As a follow-up to my post, ‘praying for missions’, a friend sent me this bit on Hudson Taylor’s parting with his mother as he first went to China. Of course, in Taylor’s day, the parting meant the real possibility of never seeing, never hearing, never conversing again in this life. Today, at least, missionaries even in remote areas can at least have some regular communication with home by way of telephone or e-mail.

This is from The Growth of a Soul, vol 1 of Hudson Taylor’s biography by Howard and Geraldine Taylor, son and daughter-in-law of Hudson Taylor. The excerpt comes from pp. 186-187.

Taylor is finally boarding the ship for his first long, dangerous five and a half month voyage to China. Here is a brief excerpt from his mother’s diary:

“Soon after we went on deck… Then came my moment of trial – the farewell blessing, the parting embrace… A chill came over me and I trembled from head to foot. But a warm arm was quickly round my neck and I was once more pressed to his loving breast.

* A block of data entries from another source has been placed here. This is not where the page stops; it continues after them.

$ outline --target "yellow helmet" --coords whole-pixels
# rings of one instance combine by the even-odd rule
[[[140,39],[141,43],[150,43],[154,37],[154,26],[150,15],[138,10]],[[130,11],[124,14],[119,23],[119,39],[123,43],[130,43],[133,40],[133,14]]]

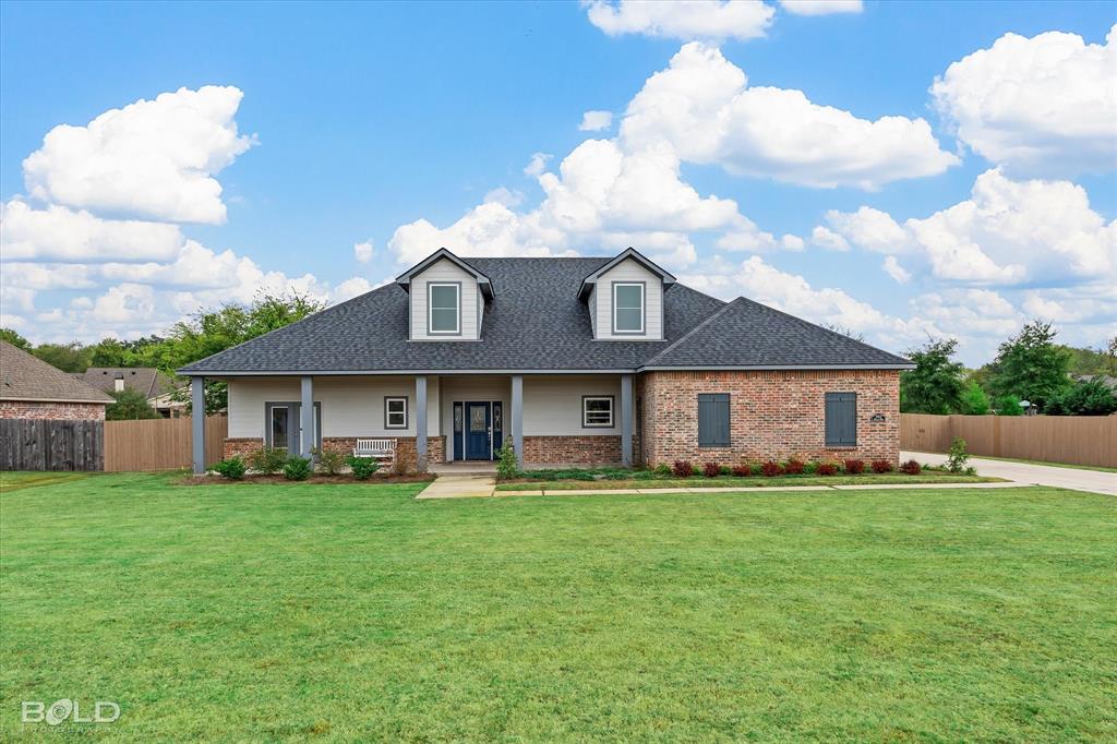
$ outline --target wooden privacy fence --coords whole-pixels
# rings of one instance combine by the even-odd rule
[[[190,418],[105,421],[105,470],[172,470],[189,468],[193,433]],[[229,420],[206,417],[206,464],[221,459]]]
[[[945,452],[954,437],[971,455],[1117,467],[1117,416],[900,413],[900,449]]]
[[[101,421],[0,419],[0,470],[99,470]]]

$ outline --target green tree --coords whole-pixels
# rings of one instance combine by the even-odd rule
[[[1032,321],[1001,344],[990,388],[999,398],[1016,395],[1044,410],[1047,402],[1071,385],[1070,354],[1054,343],[1050,323]]]
[[[958,406],[960,413],[970,416],[984,416],[989,413],[989,395],[981,389],[981,385],[971,380],[962,390],[962,402]]]
[[[39,344],[31,353],[63,372],[85,372],[89,366],[88,351],[76,341],[68,344]]]
[[[1020,407],[1020,399],[1015,395],[1000,395],[993,401],[993,410],[999,416],[1023,416],[1024,409]]]
[[[907,353],[915,369],[900,374],[901,411],[945,414],[961,408],[965,368],[951,360],[957,345],[954,338],[930,338]]]
[[[147,404],[147,399],[139,390],[125,388],[109,394],[116,402],[105,407],[105,419],[108,421],[159,418],[159,411]]]
[[[173,375],[190,362],[302,321],[323,307],[325,304],[299,294],[261,294],[247,307],[228,304],[216,311],[202,311],[176,323],[166,338],[135,351],[135,363]],[[175,398],[189,401],[190,391],[181,390]],[[227,406],[226,383],[207,382],[206,412],[217,413]]]
[[[0,341],[7,341],[16,349],[31,351],[31,342],[19,335],[11,328],[0,328]]]
[[[1051,416],[1109,416],[1114,411],[1117,411],[1117,393],[1099,378],[1094,378],[1054,395],[1043,412]]]

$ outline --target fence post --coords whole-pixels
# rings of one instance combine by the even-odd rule
[[[190,378],[190,419],[194,475],[206,475],[206,378]]]

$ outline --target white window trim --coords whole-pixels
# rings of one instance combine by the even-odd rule
[[[399,411],[392,411],[389,406],[395,401],[402,401],[403,403],[403,423],[392,423],[391,413],[399,413]],[[408,428],[408,399],[407,395],[385,395],[384,397],[384,428],[385,429],[407,429]]]
[[[591,400],[608,400],[609,401],[609,423],[591,423],[590,422],[590,408],[589,403]],[[617,402],[612,395],[582,395],[582,428],[583,429],[612,429],[613,428],[613,409]],[[600,411],[595,411],[600,413]]]
[[[455,296],[455,325],[454,331],[435,330],[435,303],[432,298],[435,287],[451,287]],[[447,309],[440,307],[439,309]],[[461,335],[461,284],[458,282],[428,282],[427,283],[427,333],[431,336],[459,336]]]
[[[617,288],[618,287],[639,287],[640,288],[640,328],[633,331],[631,328],[620,328],[617,325],[617,311],[621,309],[617,307]],[[636,309],[633,307],[626,307],[623,309]],[[645,333],[645,316],[648,314],[648,288],[645,286],[643,282],[613,282],[613,334],[614,335],[643,335]]]

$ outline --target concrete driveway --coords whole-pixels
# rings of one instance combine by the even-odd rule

Seeing my distress he had leaped ashore to breathe words of consolation.

“‘Dear Mother’, he said, ‘do not weep. It is but for a little while, and we shall meet again. Think of the glorious object I have in leaving you. It is not for wealth or fame, but to try to bring the poor Chinese to the knowledge of Jesus. …

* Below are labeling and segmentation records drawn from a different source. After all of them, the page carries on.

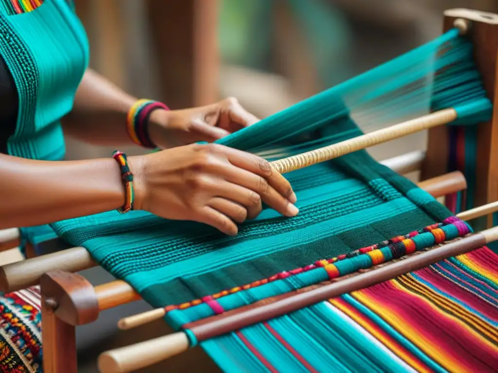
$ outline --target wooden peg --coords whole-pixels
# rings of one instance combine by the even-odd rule
[[[78,371],[75,326],[99,316],[93,286],[83,276],[54,271],[40,280],[43,370],[50,373]]]

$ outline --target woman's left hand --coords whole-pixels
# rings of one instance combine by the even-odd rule
[[[158,147],[167,149],[198,141],[213,142],[258,120],[236,98],[230,97],[200,107],[155,110],[150,116],[149,134]]]

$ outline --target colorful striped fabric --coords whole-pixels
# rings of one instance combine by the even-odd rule
[[[497,326],[498,256],[485,247],[201,345],[226,372],[485,373]]]

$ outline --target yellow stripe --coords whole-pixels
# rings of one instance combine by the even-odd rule
[[[445,312],[446,313],[448,310],[453,311],[461,318],[465,319],[469,324],[472,325],[476,329],[480,331],[483,334],[485,334],[491,339],[498,342],[498,331],[497,331],[495,327],[487,323],[485,320],[483,320],[468,310],[461,307],[458,303],[456,303],[452,300],[438,294],[432,289],[428,287],[424,284],[419,282],[415,279],[413,279],[411,275],[402,275],[399,276],[396,280],[401,283],[401,284],[404,282],[407,286],[411,286],[415,288],[417,290],[421,292],[423,294],[424,297],[427,299],[427,300],[430,300],[433,303],[439,305],[441,307],[443,307],[443,309],[441,309],[440,308],[438,307],[438,311],[440,313]],[[411,290],[408,288],[406,288],[406,290],[412,292]],[[452,317],[456,317],[456,316],[452,316]],[[456,318],[458,319],[458,318],[457,317]],[[458,319],[458,320],[461,324],[465,327],[466,329],[472,331],[473,333],[476,333],[475,331],[470,327],[464,321],[460,319]],[[479,333],[476,333],[476,334],[479,338],[483,340],[486,340],[485,338],[483,338]]]
[[[389,283],[399,291],[407,292],[410,295],[417,297],[427,303],[430,307],[437,311],[435,306],[430,302],[428,302],[423,297],[413,294],[411,292],[406,291],[406,289],[401,287],[399,284],[396,283],[395,281],[392,280],[389,281]],[[447,352],[444,349],[441,348],[437,344],[428,343],[427,340],[423,336],[420,335],[418,330],[409,323],[406,323],[405,320],[400,317],[396,312],[387,307],[379,306],[375,303],[375,300],[373,299],[371,296],[367,293],[364,293],[362,290],[355,291],[352,293],[351,295],[381,316],[393,328],[404,335],[428,356],[430,356],[431,359],[445,367],[446,369],[450,372],[460,372],[461,370],[462,367],[459,364],[458,362],[455,362],[451,355],[448,355]],[[451,317],[449,315],[444,315],[444,316],[454,320],[455,319],[455,318]],[[456,320],[456,321],[458,321],[458,320]]]
[[[26,12],[32,11],[34,10],[33,9],[31,3],[29,2],[29,0],[21,0],[21,2],[22,3],[22,7],[26,10]]]
[[[489,270],[484,268],[477,263],[473,262],[472,259],[467,256],[467,254],[462,254],[456,257],[458,261],[460,262],[466,267],[468,267],[473,271],[477,272],[483,277],[488,279],[490,281],[498,285],[498,274],[494,273]]]
[[[396,355],[398,357],[415,370],[417,372],[427,372],[427,373],[430,373],[431,371],[427,370],[424,366],[420,365],[418,363],[418,362],[414,360],[411,358],[411,356],[407,355],[404,351],[398,348],[397,345],[395,343],[393,343],[392,341],[389,339],[385,339],[384,338],[382,334],[379,333],[377,328],[373,327],[369,322],[366,321],[364,319],[358,317],[357,315],[351,312],[349,308],[345,307],[341,303],[338,302],[336,299],[329,299],[329,301],[330,302],[330,303],[331,303],[337,308],[342,311],[343,312],[349,316],[351,319],[354,320],[358,325],[368,332],[369,334],[371,334],[374,338],[382,343],[382,344],[391,350],[391,351],[392,351],[394,355]]]
[[[135,114],[136,113],[136,109],[144,102],[150,100],[142,98],[137,100],[128,111],[128,115],[126,115],[126,126],[128,128],[128,132],[129,133],[129,136],[131,140],[135,144],[140,144],[140,140],[138,140],[136,133],[135,132],[135,128],[133,125],[133,120]]]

“Once more our Dear One reached out his hand which was eagerly grasped, Another, ‘Farewell, God bless you’ was reciprocated and the deep waters… became a separating gulf between us.”

More from Hudson Taylor’s own recollections of that difficult parting:

“My beloved, now sainted mother had come over … to see me off. Never shall I forget that day, nor how she went with me into the cabin that was to be my home for nearly six long months. With a mother’s loving hand she smoothed the little bed. She sat by my side and joined in the last hymn we should sing together before parting, We knelt down and she prayed – the last mother’s prayer I was to hear before leaving for China. Then notice was given that we must separate, and we had to say good-bye, never expecting to meet on earth again.

“For my sake she restrained her feelings as much as possible. We parted, and she went ashore giving me her blessing, I stood alone on deck, and she followed the ship as we moved toward the dock-gates, As we passed through the gates and the separation really commenced, never shall I forget the cry of anguish wrung from that mother’s heart. It went through me like a knife, I never knew so fully, until then, what ‘God so loved the world’ meant. And I am quite sure my precious mother learned more of the love of God for the perishing in that one hour than in all her life before.

“Oh how it must grieve the heart of God when He sees His children indifferent to the needs of that wide world for which His beloved, His only Son suffered and died.”

May accounts such as this stir us up to greater service for the King!